Zurich is reviewing its German operations and although Pierre Wauthier, chief financial officer, said “the bulk of the problem” had been dealt with and was specific to Germany, he did not rule out further writedowns.

“Putting finality on anything in the insurance business, which by its very nature is uncertain, is difficult,” he said.

“Should there be any further developments, they would be much smaller.”

Total business volumes – which include written premiums, policy fees, insurance deposits and management fees – improved 5 per cent to $16.5bn, helped by robust performances in the US and Latin America.

Operating profits in the general insurance division, which accounts for more than half of Zurich’s business, were up 5 per cent, with the writedowns in Germany offset by a relative lack of natural disasters as well as improved underwriting and cost management. Zurich said it had pushed through average rate increases of 3.6 per cent.

By contrast, in the life insurance division, operating profits fell 5 per cent, as low interest rates depressed the group’s net investment margin. Zurich said it was adapting by shifting its product mix away from savings towards fee-based products.

Profits at the Farmers business suffered a 9 per cent decline, mainly because of underwriting losses caused by higher than expected weather damage.

Mr Wauthier said that the group remained well positioned to deal with the challenge of a low growth, low interest rate environment, but that it was too soon to gauge the impact of Hurricane Sandy on Zurich’s business.
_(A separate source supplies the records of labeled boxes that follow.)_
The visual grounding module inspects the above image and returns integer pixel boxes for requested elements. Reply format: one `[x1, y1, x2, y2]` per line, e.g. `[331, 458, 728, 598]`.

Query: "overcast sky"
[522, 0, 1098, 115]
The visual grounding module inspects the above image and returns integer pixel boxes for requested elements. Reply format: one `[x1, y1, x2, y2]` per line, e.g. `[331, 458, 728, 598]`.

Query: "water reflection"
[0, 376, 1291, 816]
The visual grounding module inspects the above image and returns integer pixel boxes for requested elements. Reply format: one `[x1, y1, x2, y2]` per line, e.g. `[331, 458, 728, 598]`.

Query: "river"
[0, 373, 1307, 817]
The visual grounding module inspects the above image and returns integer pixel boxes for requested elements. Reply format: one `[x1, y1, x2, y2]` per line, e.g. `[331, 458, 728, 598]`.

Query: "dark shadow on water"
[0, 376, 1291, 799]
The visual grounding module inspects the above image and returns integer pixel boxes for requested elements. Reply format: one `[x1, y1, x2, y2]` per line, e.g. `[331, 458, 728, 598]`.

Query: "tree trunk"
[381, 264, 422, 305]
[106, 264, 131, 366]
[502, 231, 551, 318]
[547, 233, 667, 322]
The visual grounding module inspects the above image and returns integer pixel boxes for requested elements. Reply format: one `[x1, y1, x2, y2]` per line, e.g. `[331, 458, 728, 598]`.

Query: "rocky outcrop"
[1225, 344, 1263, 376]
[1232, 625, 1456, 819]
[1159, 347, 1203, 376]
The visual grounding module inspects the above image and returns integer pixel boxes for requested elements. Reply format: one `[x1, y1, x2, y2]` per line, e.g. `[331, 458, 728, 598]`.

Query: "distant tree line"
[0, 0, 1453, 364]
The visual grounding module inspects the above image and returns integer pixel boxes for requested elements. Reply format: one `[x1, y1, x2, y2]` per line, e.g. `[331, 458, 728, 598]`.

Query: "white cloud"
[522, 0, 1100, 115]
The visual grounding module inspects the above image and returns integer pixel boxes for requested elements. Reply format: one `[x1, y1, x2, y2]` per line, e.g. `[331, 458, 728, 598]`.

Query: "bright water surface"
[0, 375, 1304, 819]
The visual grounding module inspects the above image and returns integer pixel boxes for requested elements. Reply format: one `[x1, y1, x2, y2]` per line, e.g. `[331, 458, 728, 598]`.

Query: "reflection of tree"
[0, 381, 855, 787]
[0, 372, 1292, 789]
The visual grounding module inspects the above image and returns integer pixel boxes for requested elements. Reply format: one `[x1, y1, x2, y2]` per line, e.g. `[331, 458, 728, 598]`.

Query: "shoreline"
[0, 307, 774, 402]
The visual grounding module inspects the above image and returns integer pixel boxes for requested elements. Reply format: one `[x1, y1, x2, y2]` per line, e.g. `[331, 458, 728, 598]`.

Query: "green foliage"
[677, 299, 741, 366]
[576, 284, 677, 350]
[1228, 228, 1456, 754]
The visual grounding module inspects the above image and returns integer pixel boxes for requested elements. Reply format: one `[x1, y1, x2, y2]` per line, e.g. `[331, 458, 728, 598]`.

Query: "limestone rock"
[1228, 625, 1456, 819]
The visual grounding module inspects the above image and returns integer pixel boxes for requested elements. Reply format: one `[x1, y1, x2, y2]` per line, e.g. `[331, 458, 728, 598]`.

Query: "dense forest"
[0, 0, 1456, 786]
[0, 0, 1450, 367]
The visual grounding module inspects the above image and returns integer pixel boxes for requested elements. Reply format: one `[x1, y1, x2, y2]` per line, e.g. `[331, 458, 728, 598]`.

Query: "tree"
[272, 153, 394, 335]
“Clearly this is a big one, and it will have an impact on our results, but it’s far too early to give an indication of the cost.” he said, adding that Zurich had an agreement under which a syndicate of reinsurers would assume a percentage of any losses in excess of $500m.

“However, it’s far too early to say that we would even reach that limit,” he said, pointing out that Hurricane Irene cost the company $100m.

Shares in the company fell 3.96 per cent to SFr232.10 in early morning trading in Zürich.